Nearly 20 years after the US intervened in Afghanistan and drove back the Taliban, the situation appears to have come full circle on Monday. Hours before the August 31 deadline, the last of the US troops withdrew from Kabul, having extricated more than 1.23 lakh civilians.
Over the last few days as various countries concluded their evacuation efforts, world leaders and officials had admitted that they did not manage to fly everyone out. Some members of their own countries are believed to have been left behind, while many Afghans who had worked with foreign organisations and governments are going into hiding.
"The last American soldier to leave Afghanistan: Major General Chris Donahue, commanding general of the 82nd Airborne, America's Division, XVIII Airborne Corps boards an US Air Force C-17 on August 30th, 2021, ending the US mission in Kabul," tweeted the Department of Defence in the early hours of Tuesday (IST) while sharing a picture.
According to Kenneth McKenzie, commander of US Central Command, the number of US citizens currently still stranded in Afghanistan is "in the very low hundreds". While the procedure remains unclear, the Department of State is now in charge of assisting those evacuees.
With this, the US-led 20 year war in Afghanistan has officially ended. Shortly after the final plane departed, Taliban members took to celebratory gun firing in Kabul, which lasted for about an hour, causing panic among residents of the capital city. The militant leaders also walked symbolically across the runway of the Kabul Airport to mark their victorious return.
"The world should have learned their lesson and this is the enjoyable moment of victory," pronounced Taliban spokesman Zabihullah Mujahid in a livestream that was posted by a militant as he walked through the facility. Taliban officials filmed the empty airfield on their mobile phones, surrounded by special forces members of the insurgents.

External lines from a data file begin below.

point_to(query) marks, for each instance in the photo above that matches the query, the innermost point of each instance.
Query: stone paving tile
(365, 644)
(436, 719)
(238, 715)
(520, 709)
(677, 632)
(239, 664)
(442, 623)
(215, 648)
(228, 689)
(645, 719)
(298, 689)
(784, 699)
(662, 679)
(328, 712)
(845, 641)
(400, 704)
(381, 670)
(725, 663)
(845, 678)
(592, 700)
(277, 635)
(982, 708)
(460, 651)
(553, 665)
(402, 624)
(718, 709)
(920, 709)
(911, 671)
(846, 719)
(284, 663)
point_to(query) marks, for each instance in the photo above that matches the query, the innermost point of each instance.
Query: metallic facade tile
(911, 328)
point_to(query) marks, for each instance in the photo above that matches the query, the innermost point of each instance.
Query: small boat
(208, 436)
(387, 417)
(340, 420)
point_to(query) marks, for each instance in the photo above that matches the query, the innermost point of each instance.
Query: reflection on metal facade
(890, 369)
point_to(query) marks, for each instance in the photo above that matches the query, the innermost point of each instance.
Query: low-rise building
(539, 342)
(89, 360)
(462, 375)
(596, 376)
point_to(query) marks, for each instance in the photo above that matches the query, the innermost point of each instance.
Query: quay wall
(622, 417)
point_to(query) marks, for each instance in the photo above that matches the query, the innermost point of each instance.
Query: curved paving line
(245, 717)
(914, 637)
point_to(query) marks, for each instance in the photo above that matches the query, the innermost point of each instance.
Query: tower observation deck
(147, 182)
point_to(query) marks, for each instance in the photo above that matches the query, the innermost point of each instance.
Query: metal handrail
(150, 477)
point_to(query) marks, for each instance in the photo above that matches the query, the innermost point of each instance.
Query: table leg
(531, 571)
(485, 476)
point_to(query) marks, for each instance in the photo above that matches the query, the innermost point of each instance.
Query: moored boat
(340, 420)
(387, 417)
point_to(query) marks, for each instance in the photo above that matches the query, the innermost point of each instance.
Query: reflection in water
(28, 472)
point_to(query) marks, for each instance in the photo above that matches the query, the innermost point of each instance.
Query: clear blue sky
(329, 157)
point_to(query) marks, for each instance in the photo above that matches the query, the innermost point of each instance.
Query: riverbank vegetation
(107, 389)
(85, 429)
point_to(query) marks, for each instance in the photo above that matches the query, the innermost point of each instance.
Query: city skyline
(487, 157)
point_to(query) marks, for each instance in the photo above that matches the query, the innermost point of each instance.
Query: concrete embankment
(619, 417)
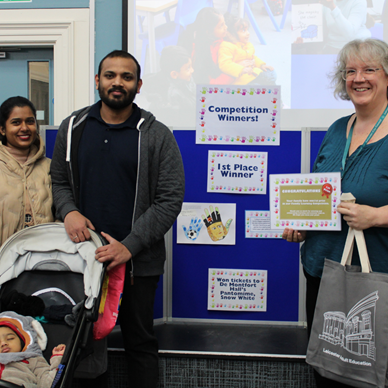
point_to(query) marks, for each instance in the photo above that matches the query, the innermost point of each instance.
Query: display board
(280, 259)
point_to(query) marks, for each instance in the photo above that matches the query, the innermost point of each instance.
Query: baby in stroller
(22, 340)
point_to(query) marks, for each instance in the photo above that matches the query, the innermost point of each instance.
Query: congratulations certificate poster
(305, 201)
(238, 115)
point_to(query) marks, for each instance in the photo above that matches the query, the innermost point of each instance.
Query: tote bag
(349, 336)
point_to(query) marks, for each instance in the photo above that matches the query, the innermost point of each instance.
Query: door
(29, 72)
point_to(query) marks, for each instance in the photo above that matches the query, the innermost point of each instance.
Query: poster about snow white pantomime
(237, 172)
(305, 201)
(207, 223)
(237, 290)
(238, 114)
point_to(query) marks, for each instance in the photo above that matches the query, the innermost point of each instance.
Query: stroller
(43, 261)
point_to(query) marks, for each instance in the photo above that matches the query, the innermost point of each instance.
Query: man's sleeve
(155, 222)
(62, 191)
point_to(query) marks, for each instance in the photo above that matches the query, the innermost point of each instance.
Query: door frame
(68, 32)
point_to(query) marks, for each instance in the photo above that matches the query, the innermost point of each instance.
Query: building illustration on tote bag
(356, 331)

While the Taliban is now looking to further consolidate their position and form a government, there are several international hurdles in its way. While some countries have all but lent their support to the Taliban, others have approached a wait and watch policy. While the Taliban has not yet received international acceptance in the manner it is seeking, this might not be too far away.
Indeed the United Nations Security Council dropped a reference to the militant group on it's August 27 statement condemning terror attacks in Kabul. Earlier statements had included the Taliban, urging it (and other Afghan groups) to not support terrorists. Many have taken this as an indication of the shifting perspective of the member nations to the group that now controls Afghanistan.
The US insists that while the Taliban may now be in-charge of the Afghan government, they will have to earn international legitimacy and support. US Secretary of State Antony Blinken said on Monday that the country will engage with the Taliban not on the basis of its statements but it's actions to meet commitments on freedom of travel, counterterrorism, respecting the basic rights of the Afghan people, including women and minorities, and forming an inclusive government.